Why are Incoterms Important?

The Incoterms rules are the world’s essential terms of trade for the sale of goods. Whether you are filing a purchase order, packaging and labelling a shipment for freight transport, or preparing a certificate of origin at a port, the Incoterms rules are there to guide you.

The Incoterms rules provide specific guidance to individuals participating in the import and export of global trade on a daily basis. They also define who pays which costs for the goods and their transport.

Why are Incoterms Important?

Importers and exporters should consider which incoterms is best for them before the contract of sale is negotiated. This can prevent surprise costs and unnecessary complications.
Choosing an incoterm means getting on the same page as your supplier – it aligns everyone on shipping procedures when multiple parties and stakeholders are involved. These globally accepted terms ensure the timely payment of goods, services, and duties, while protecting suppliers, carriers, and buyers.
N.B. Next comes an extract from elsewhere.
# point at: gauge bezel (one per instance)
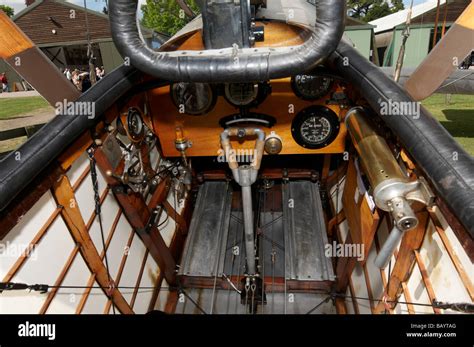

The seven Incoterms 2020 rules for any mode(s) of transport are:

    • EXW – Ex Works:

Ex Works means that the seller delivers when it places the goods at the disposal of the buyer at the seller’s premises or at another named place (i.e., works, factory, warehouse, etc.).

    • FCA – Free Carrier:

Free Carrier means that the seller delivers the goods to a carrier, or another person nominated by the buyer, at the seller’s premises or another named place. With FCA shipping terms, the parties are well-advised to specify, as clearly as possible, the point within the named place of delivery, as the risk passes to the buyer at that point.

    • CPT – Carriage Paid to:

It indicated that the seller incurs the risks and costs associated with delivering goods to a carrier to an agreed-upon destination. With multiple carriers, the risks and costs transfer to the buyer upon delivery to the first carrier.

    • CIP – Carriage and Insurance Paid To:

It means when a seller pays freight and insurance to deliver goods to a seller-appointed party at an agreed-upon location.

    • DAP – Delivered at Place:

The DAP term in shipping means that the seller delivers when the goods are placed at the disposal of the buyer on the arriving means of transport ready for unloading at the named place of destination. The seller bears all risks involved in bringing the goods to the named place.

    • DPU – Delivered at Place Unloaded :

Here the seller assumes all costs and risks until the goods are unloaded at the agreed named place at destination. In this case, the buyer is responsible for import customs formalities. DPU can apply to any mode of transport or multiple modes of transport.

    • DDP – Delivered Duty Paid :

The DDP Incoterm – “Delivered Duty Paid” – means that seller bears all the costs and risks involved in bringing the goods to the place of destination and has an obligation to clear the goods not only for export but also for import, to pay any duty for both export and import and to carry out all customs formalities.

Note: the DPU Incoterms replaces the old DAT, with additional requirements for the seller to unload the goods from the arriving means of transport.

The four Incoterms® 2020 rules for Sea and Inland Waterway Transport are:

    • FAS – Free Alongside Ship :

The seller clears goods for export and places them alongside the vessel at the named port of departure. The named port of departure location can be a loading dock or a barge, but not a container terminal.

    • FOB – Free on Board :

The seller delivers the goods on board the vessel nominated by the buyer at the named port of shipment. They are responsible for all costs up until that point. Once the shipment is boarded, the buyer assumes risks and costs.

    • CFR – Cost and Freight :

The seller must arrange and pay for transporting the cargo to a specified port. The seller is also responsible for delivering the goods, clearing them for export, and loading them onto the transport ship. However, once the shipment is loaded into the vessel, the risk of loss or damage falls to the buyer. This means the seller is not responsible for insuring the cargo during transportation.

    • CIF – Cost Insurance and Freight :

The seller delivers the goods, cleared for export, onboard the vessel at the pot of the shipment. He also pays for the transport of the goods to the port of destination. Additionally, the seller contracts for insurance cover against the buyer’s risk of loss or damage to the goods during the carriage.